Protecting against about 70 per cent of cervical cancers, these HPV vaccines are now widely available in North America and Europe. Yet, India, where such vaccines are perhaps most needed, is a late starter in this race.
Cervical cancer poses a peculiar logistical threat to Indian women. Treatment is not widely available; the Pap test is, essentially, non-existent for most Indian women. It is too expensive, requires human expertise and sophisticated laboratory equipment and necessitates a regimen of follow up that is, in everyday life, impossible to adhere to. That is why cervical cancer is often detected in India at a very late stage. What could have been treated earlier is left neglected and ignored. There is an appalling lack of screening facilities for cervical cancer, in our country, and even a serious lack of awareness, regarding the vital importance of screening. Primary health outlets also need to be equipped with fast detection kits to identify the HPV virus. What hasn't helped is India's demography. This is a young country; one-third of its people (a full 440 million) are below 18 years of age. Two of five women in the 20-24 years age group are married by 18. Twenty-seven million babies are born in India every year. Fifteen per cent of them arrive to mothers aged between 15 years and 19 years . This demographic is also most at risk to cervical cancer. When cervical cancer hits a young woman, and kills her decades before her time, she is still a young mother, raising children. The consequences can be imagined. Entire families can be destroyed. In days gone by, vaccines made it to the "market" in western countries shortly after development but the lag period before they reached the third world was much longer. The Hepatitis B vaccine came to India a full 20 years after it was developed. Such long gaps are not just undesirable, they are downright criminal. That is why it is essential that our government and public health leaders recognise the burning need to fight this health challenge. This is not just a health or social issue but also a meaningful one for our economic growth and development. If we can prevent cervical cancer and add healthy women to the workforce - and, in turn, empower women, reduce inequities and strengthen families - we will be laying the foundations of equitable and sustainable and inclusive development.
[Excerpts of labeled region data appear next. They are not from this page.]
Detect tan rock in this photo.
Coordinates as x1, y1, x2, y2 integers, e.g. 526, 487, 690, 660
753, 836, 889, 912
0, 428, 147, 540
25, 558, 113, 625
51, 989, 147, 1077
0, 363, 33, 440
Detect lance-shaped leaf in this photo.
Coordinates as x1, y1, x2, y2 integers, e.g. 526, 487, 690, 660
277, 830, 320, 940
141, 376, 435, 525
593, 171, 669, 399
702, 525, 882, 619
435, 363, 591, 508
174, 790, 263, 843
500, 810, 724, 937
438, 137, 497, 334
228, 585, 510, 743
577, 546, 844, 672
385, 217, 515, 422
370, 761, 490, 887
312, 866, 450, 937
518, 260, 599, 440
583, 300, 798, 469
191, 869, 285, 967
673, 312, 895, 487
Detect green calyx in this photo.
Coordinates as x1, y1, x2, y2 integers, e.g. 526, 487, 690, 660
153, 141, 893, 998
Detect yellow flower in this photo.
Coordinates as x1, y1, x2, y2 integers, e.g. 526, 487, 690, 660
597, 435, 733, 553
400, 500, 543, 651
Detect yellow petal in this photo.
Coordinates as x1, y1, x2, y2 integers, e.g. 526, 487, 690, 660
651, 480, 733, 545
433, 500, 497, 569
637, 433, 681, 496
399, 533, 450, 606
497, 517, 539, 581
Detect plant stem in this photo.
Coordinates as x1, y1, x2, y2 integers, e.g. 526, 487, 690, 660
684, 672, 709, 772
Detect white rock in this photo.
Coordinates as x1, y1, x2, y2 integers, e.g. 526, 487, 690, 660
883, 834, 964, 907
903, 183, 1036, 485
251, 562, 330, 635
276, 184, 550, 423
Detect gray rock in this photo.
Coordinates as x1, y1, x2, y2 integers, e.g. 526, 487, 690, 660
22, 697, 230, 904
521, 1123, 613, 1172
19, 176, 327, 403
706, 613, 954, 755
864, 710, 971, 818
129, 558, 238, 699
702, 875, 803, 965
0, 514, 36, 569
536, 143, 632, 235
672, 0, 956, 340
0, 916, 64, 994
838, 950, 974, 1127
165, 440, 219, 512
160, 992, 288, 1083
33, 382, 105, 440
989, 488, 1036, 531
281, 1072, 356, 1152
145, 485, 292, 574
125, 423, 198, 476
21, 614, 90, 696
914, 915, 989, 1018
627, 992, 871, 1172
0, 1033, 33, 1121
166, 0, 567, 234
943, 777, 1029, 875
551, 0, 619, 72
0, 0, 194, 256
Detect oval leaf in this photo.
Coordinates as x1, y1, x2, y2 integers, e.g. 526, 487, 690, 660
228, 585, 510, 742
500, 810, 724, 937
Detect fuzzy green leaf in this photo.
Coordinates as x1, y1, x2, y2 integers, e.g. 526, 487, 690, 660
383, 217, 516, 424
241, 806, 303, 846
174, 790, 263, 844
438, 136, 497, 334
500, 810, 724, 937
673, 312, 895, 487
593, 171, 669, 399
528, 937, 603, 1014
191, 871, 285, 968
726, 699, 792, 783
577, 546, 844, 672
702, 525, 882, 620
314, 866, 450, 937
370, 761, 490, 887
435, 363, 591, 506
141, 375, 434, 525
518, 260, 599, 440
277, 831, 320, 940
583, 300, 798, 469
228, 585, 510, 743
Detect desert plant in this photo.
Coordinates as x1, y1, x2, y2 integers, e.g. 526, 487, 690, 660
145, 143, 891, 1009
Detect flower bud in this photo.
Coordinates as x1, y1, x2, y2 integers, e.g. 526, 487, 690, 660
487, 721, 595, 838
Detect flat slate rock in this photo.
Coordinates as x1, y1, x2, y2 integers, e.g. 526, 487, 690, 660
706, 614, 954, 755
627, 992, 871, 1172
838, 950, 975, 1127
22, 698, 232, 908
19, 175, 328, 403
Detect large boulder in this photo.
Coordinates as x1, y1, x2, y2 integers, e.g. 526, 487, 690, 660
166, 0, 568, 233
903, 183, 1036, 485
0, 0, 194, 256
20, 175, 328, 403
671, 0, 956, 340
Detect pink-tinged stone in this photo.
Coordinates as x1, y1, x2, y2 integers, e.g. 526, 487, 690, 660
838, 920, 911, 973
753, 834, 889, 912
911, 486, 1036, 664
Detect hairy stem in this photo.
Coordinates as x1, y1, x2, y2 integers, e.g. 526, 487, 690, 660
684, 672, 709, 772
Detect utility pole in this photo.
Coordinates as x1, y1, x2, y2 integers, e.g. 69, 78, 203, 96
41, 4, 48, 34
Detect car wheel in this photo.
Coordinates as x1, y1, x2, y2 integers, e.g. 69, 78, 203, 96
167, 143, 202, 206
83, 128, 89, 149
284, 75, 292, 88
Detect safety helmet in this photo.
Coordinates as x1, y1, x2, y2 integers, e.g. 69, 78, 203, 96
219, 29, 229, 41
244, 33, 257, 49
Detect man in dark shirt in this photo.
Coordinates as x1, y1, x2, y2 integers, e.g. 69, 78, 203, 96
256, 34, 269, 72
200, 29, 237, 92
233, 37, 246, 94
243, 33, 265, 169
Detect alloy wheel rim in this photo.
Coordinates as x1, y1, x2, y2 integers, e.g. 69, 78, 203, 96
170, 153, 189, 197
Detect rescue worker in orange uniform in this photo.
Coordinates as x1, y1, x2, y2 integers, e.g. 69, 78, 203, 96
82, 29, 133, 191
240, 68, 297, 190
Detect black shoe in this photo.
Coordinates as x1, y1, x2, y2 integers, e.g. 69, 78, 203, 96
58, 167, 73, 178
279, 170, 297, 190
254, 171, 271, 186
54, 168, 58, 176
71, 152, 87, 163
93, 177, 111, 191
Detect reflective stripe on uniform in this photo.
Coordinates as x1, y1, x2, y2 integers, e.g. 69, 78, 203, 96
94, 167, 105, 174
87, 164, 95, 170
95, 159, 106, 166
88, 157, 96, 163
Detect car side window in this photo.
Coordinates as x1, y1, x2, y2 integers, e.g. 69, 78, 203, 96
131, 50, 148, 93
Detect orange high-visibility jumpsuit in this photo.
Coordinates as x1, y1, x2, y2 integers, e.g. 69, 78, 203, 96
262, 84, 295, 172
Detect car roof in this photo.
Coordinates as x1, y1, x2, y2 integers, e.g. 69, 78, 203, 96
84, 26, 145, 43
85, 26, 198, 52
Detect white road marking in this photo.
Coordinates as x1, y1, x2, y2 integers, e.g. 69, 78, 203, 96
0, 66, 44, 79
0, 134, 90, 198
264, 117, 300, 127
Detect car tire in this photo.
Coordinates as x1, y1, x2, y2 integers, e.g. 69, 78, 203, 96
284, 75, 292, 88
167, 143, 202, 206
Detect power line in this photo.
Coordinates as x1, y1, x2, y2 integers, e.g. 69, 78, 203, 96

To go back to the point with which I began, it is no longer accurate or practical to place economic and health problems, physical and social infrastructure into distinct compartments. The two form a continuum. How quickly India adopts and deploys the new technologies against cervical cancer and other such diseases will be an important test of its commitment to its future.
Jayanthi Natarajan is a Congress MP in the Rajya Sabha and AICC spokesperson.
The views expressed in this column are her own.